Machine Learning – What Are the Predicted Probabilities from an SVM?

I am using "train" in the Caret package for binary classification with SVM (for the algorithm svmLinear2). I have set 'type = "prob" '. I understand that the probability values farther from 0.5 mean the classification decision was 'easier' , but what exactly do these scores mean? Is it derived from the distance from the hyperplane?

caret's svmLinear2 uses an improved implementation of Platt scaling of the posterior estimates $P(y=1|x)$. The improvements are mostly in terms of numerical stability and speed of convergence, they are described in detail in: Lin et al. (2007) article: A note on Platt's probabilistic outputs for support vector machines. The produced posterior estimates are effectively a rescaled version of the original classifiers scores through a logistic transformation. In that sense, the scores themselves are effectively treated as a log-odds ratio. Your understanding is correct: strictly speaking the SVM score is the distance from the point $X_i$ to the decision boundary.

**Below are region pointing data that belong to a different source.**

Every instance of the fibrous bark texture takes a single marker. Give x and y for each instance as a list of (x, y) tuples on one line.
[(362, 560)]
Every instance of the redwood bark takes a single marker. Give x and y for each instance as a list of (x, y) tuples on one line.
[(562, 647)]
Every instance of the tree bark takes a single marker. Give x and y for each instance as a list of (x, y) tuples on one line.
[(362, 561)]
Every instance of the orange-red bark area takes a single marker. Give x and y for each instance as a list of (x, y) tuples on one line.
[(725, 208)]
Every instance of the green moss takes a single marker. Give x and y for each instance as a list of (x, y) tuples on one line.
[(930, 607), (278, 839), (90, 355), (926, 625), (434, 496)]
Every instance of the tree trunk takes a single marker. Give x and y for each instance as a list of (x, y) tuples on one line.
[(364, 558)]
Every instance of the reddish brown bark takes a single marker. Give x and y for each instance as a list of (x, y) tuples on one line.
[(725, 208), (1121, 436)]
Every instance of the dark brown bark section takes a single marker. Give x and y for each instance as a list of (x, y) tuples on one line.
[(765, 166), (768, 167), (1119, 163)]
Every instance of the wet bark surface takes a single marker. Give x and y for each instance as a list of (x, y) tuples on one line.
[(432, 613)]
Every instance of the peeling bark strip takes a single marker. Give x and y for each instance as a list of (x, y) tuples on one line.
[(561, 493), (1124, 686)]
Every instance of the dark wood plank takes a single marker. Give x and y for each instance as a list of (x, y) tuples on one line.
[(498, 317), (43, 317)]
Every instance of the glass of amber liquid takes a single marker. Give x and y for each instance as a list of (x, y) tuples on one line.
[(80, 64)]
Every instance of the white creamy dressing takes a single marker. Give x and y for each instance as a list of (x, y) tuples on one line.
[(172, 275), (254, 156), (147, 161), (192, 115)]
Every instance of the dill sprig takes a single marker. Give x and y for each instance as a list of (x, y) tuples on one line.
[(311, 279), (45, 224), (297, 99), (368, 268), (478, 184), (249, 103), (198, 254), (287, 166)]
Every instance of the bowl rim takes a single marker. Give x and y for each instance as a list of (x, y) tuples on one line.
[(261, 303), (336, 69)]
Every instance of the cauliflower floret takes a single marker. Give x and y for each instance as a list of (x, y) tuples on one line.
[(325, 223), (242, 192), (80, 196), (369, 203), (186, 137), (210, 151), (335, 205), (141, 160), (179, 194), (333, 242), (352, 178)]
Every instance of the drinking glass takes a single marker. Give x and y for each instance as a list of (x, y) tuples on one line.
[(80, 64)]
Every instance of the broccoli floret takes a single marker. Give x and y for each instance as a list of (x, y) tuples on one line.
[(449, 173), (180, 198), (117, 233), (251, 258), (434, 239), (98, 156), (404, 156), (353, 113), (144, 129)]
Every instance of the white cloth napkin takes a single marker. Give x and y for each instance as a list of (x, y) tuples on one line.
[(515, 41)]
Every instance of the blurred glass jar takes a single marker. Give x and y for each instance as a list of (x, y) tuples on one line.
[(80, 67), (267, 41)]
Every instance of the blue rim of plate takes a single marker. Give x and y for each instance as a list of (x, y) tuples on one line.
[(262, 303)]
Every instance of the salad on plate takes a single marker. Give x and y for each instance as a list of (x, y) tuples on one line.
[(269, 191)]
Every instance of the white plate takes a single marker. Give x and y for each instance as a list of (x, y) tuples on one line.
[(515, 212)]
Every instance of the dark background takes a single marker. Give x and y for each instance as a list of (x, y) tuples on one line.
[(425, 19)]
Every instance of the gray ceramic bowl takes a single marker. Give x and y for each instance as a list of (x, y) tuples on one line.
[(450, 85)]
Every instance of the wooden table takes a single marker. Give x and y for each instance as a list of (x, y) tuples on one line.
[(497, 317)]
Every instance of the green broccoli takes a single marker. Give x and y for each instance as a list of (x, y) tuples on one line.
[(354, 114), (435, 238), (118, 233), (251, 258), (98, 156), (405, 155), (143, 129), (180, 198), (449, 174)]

I think it is more appropriate to say that the probabilities returned correspond to "more certain" classification decisions (rather than "easier") but I accept this is a bit stylistic too. In any case, a probability of 0.50+ indicates that the point $X_i$ is predicted as $y=1$. Please note (again) that these posterior estimates come with the substantial theoretical caveat that scores can be seen as representing log-odds ratio and thus the logistic transformation is relevant. My opinion is that if a method (like SVM classification here) is not designed to produce probabilistic estimates, one should be cautious about how the output is reinterpreted under a probabilistic lens. I would check the calibration plots of the resulting classifiers very carefully for inconsistencies. (See the function caret::calibration for how do this through caret.)

Particular to the mechanics of the routines mentioned in the question: Lin et al. version of the original Platt scaling is implemented internally in e0171::svm. caret::train does not really do any independent computations, caret::predict simply returns the estimates of the posterior $P(y=1|x)$ as calculated by LIBSVM.

A more canonical reference on probability estimates from SVMs is Wu et al. (2004) article: Probability estimates for multi-class classification by pairwise coupling.